C. Language Resources Distribution

As language resources serve as the basis for core information technology, their distribution helps to prepare the cornerstone for the development of cutting-edge information technology. The bank shares its resources in many different ways through distribution, and prevents the leakage of the latest information.
Within Korea, the bank distributes its resources for free to students and scholars engaged in the study of natural language processing, and responds to their inquiries and requests in a timely manner, thus energizing the field of research. In addition, by building multi-lingual resources, the bank eliminates the need to import expensive foreign language resources, helping to reduce expenses for researchers.
Our distribution of language resources outside Korea is an opportunity for us to show the world the advanced level of Korea’s language processing technology, to make the world dependent on the bank for Korean-based resources, and to secure profitability through the provision of differentiated services.

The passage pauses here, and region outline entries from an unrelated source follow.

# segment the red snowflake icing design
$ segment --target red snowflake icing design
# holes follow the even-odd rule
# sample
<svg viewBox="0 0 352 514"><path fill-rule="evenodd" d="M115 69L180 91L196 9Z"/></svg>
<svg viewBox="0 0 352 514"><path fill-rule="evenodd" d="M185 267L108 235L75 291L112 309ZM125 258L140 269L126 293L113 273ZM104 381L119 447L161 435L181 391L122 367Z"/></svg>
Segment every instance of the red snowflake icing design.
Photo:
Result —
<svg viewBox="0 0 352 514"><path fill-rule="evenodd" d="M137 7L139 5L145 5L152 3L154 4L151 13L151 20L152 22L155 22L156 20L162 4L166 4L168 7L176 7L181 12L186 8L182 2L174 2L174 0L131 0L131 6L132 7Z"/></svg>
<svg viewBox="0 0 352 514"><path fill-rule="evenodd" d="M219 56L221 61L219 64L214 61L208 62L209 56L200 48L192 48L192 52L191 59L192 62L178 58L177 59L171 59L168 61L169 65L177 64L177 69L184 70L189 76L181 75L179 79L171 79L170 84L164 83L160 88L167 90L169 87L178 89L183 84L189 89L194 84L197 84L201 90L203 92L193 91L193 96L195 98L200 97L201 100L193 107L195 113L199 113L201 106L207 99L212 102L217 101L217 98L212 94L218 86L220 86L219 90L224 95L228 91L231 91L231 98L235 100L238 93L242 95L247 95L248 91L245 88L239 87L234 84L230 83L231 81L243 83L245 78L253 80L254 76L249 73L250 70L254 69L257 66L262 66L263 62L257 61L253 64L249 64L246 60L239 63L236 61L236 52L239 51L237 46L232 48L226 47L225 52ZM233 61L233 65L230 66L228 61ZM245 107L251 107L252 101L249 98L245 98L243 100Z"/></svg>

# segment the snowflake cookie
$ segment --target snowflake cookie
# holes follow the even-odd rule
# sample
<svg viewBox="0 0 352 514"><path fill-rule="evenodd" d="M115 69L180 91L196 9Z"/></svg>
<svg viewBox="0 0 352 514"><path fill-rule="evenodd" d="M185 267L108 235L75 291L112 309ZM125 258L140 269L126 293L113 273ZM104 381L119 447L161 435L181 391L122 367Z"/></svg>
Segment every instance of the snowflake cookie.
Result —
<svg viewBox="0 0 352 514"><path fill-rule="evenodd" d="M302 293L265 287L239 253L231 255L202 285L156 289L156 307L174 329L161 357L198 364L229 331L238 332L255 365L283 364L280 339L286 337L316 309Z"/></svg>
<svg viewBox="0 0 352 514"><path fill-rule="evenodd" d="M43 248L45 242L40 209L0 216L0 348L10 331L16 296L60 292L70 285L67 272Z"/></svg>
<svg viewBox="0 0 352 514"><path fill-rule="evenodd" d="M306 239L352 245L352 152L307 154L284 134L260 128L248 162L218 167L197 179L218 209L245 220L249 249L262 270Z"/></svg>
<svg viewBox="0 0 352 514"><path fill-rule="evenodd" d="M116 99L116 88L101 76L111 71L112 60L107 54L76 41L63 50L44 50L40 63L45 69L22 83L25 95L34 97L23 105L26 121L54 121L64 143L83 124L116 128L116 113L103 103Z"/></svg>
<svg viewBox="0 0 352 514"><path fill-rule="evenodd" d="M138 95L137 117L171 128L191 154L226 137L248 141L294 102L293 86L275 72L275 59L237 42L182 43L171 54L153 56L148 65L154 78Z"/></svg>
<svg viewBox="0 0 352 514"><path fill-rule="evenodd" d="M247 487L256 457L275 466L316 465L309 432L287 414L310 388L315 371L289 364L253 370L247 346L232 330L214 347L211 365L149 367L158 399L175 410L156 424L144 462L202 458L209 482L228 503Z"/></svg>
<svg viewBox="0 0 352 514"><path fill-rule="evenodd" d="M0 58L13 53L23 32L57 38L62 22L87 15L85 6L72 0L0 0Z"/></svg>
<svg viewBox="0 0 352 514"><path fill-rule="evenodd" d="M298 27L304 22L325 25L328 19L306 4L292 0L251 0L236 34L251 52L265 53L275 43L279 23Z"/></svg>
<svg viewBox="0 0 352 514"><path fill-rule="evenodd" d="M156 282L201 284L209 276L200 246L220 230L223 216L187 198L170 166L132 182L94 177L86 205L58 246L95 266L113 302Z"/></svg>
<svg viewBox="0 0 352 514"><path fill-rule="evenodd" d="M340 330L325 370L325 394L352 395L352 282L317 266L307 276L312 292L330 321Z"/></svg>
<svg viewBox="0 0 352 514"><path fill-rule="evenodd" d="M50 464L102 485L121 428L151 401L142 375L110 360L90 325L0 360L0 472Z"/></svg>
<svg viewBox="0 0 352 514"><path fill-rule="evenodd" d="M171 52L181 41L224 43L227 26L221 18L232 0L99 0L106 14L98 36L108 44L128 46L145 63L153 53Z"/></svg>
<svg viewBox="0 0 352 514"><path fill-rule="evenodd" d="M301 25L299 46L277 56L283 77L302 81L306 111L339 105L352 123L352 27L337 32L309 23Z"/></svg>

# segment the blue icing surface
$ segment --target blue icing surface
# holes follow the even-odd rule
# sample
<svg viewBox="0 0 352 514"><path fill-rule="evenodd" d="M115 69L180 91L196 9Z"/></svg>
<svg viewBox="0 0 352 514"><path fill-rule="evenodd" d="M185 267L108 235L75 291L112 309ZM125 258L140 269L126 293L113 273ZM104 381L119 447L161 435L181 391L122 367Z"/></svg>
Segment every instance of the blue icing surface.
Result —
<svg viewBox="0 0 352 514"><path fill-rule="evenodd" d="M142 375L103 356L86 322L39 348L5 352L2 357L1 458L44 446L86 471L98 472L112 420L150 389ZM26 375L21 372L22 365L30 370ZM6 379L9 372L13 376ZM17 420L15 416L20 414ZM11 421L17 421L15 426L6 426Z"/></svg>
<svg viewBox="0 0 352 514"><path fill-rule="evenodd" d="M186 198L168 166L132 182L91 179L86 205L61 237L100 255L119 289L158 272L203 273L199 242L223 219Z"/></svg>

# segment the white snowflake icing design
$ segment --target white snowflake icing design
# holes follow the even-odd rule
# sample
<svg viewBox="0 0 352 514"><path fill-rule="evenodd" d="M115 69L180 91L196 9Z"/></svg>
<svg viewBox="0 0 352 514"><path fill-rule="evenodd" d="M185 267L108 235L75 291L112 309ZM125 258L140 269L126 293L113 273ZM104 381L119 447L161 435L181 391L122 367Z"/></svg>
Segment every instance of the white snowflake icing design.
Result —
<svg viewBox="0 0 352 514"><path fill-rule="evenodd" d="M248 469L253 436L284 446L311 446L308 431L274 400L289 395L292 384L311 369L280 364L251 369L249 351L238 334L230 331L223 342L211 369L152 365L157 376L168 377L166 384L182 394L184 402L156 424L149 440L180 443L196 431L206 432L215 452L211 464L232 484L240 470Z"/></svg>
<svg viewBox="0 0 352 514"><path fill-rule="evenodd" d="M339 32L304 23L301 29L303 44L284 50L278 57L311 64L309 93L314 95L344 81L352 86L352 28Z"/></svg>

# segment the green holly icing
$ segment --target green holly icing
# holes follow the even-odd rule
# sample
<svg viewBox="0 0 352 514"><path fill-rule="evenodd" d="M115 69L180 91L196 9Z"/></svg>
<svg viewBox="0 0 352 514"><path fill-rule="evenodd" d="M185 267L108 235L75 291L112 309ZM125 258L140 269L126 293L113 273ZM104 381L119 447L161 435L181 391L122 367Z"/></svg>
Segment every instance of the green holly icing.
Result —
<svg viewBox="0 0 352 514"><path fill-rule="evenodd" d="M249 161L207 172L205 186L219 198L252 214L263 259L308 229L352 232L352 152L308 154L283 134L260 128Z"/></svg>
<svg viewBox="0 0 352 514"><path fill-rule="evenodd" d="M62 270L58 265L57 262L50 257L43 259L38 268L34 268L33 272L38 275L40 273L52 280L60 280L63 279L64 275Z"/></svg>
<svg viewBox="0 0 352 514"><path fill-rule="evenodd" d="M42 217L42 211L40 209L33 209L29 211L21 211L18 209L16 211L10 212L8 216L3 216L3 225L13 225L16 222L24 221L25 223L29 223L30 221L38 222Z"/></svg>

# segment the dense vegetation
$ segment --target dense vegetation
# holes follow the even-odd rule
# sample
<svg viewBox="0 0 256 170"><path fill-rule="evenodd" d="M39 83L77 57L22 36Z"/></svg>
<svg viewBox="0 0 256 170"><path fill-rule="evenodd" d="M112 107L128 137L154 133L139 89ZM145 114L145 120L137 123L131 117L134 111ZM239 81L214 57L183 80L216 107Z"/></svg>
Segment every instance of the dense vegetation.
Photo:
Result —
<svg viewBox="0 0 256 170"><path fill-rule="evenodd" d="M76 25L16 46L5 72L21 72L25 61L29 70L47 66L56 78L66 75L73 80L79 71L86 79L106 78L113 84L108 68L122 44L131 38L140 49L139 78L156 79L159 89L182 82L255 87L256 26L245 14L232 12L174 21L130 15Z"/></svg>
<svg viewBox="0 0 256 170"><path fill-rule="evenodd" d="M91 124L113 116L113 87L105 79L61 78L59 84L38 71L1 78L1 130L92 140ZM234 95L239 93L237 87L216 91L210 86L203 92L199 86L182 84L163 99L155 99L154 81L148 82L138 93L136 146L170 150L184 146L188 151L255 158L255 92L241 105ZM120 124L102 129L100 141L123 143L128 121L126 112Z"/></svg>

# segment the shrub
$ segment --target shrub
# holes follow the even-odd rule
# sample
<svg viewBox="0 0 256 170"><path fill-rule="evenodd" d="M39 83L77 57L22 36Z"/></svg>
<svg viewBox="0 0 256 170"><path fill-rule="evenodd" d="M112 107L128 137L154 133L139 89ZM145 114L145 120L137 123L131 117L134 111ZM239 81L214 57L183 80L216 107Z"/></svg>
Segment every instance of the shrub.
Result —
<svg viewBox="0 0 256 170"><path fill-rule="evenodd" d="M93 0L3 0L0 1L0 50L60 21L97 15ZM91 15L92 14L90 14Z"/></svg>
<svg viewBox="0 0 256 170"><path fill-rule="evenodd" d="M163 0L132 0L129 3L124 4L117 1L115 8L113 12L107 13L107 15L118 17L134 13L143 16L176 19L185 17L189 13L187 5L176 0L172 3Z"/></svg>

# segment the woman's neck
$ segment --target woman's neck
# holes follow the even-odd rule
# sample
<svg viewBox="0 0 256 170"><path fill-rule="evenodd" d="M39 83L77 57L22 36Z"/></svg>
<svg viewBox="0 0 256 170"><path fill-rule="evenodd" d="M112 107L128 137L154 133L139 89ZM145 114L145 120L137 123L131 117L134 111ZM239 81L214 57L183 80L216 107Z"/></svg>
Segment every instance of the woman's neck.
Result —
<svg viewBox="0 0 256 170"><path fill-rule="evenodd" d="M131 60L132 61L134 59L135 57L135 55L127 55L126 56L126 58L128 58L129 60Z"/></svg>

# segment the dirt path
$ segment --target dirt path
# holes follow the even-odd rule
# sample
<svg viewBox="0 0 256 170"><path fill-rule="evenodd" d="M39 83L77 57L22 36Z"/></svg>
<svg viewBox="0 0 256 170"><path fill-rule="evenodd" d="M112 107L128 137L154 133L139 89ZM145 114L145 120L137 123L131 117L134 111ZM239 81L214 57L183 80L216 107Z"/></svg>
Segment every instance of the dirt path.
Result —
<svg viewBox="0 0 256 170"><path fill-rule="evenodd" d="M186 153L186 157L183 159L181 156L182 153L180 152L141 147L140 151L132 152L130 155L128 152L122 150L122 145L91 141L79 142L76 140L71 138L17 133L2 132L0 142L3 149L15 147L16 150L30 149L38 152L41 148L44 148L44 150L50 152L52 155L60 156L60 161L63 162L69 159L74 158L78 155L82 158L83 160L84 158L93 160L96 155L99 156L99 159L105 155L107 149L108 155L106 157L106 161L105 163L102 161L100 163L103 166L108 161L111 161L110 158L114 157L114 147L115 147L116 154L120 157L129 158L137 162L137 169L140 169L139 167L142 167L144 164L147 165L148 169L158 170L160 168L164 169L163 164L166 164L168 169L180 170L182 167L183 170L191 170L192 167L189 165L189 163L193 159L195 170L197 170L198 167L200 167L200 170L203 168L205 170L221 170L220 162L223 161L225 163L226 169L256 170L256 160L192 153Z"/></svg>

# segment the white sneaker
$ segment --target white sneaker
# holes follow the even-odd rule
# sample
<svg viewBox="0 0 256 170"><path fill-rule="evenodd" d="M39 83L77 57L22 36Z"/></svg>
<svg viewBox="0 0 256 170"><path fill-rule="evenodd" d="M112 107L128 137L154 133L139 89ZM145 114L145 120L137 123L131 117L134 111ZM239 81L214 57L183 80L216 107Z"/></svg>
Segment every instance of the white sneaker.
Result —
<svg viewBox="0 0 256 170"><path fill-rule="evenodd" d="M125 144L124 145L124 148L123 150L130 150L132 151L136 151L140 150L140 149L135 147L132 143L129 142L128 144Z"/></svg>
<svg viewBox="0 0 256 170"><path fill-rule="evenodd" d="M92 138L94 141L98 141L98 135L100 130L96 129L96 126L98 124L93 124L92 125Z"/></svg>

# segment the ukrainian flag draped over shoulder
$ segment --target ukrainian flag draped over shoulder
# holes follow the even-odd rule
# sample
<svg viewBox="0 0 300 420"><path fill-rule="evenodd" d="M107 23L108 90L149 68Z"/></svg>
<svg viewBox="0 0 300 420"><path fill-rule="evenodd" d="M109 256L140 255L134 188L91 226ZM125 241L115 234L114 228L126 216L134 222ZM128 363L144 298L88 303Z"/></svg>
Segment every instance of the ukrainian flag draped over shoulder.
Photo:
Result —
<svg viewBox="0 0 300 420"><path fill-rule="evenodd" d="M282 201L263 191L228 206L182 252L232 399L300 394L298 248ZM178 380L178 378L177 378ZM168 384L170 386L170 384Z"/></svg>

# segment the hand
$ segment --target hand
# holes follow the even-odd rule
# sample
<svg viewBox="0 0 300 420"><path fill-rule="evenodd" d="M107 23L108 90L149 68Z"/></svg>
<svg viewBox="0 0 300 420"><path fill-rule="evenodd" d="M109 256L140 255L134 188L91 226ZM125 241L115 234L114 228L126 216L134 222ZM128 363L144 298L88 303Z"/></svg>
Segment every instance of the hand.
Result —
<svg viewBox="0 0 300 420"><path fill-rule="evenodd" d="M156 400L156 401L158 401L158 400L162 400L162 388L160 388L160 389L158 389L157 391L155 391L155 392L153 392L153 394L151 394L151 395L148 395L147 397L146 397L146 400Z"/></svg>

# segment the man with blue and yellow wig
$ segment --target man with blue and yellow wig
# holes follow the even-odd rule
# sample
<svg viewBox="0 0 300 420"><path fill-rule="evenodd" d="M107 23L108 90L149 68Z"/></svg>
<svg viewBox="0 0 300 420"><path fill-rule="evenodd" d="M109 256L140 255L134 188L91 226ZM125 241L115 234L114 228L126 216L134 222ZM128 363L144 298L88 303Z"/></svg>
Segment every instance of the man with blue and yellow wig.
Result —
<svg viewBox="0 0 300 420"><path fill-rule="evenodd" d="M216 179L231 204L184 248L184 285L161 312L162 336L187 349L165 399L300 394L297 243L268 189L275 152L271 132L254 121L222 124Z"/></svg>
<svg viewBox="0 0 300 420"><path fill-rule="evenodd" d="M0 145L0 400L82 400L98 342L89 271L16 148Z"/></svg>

4 The Roles and Functions of the BORA

A. Integrate, collect, manage, and compile into databases the diverse language resources available in Korea and abroad.
B. Secure high-quality language resources by making use of expert knowledge of specialists in the field.
C. Strengthen research and development by distributing the language resources to private researchers, corporations, and research organizations.
D. Enable users to easily access and use the resources by operating a web-based language resource bank.
E. Increase and maximize public awareness of the importance of language resources as a research material.
F. Contribute to the acceleration of software development by reducing the time and cost needed for building the resources.
G. Provide customized resources by adjusting and processing language resources to meet user requests.
H. Promote further study on language resources by holding various national and international workshops.

5. Expected Impacts of the BORA

5.1 Completion of Relevant Research Aspects

A. Avoid research duplication by sharing the resources with other domestic research organizations.
B. Raise Korea’s international status by providing high-quality Korean language resources to foreign researchers, demonstrating the advanced level of Korea’s information technology.
C. Establish standardization of language-based system designs.
D. Shorten research procedures for private researchers by automatically processing high-capacity language resources through the bank.
E. Make research and strategy planning more efficient by enabling the rapid querying and sharing of the language resources.

5.2 Economic and Technological Aspects

A. Cost reduction expected through the systematic construction, management, and distribution of language resource information.
B. Overlapping of tasks prevented in nationwide data research and analysis projects by constructing a language-related information system.
C. Laying the foundation for internet semantic technology, which will be crucial for future society, through the development of language resource contents adapted to the on-line environment.
D. As the computer becomes used for artificial intelligence applications, the natural language processing system’s added value and competitiveness will increase through the increased use of language resource applications, which will serve as the basis for the businesses of the future (Ubiquitous technology, E-business).
E. Facilitating the revitalization and utilization of the market for the next generation of semantic information technology, by providing the foundation for cyber information technology development.

5.3 National Aspects

A. Secure infrastructure for the development of language information processing system.
B. Enable the searching and utilization of a diverse range of information through developed software tools.
C. Help ordinary users to enjoy internet culture more conveniently by promoting natural language-based internet technology.
D. Provide cutting-edge text-mining technologies, such as Bio-Informatics and Medical Informatics, to the areas of industry where they are required.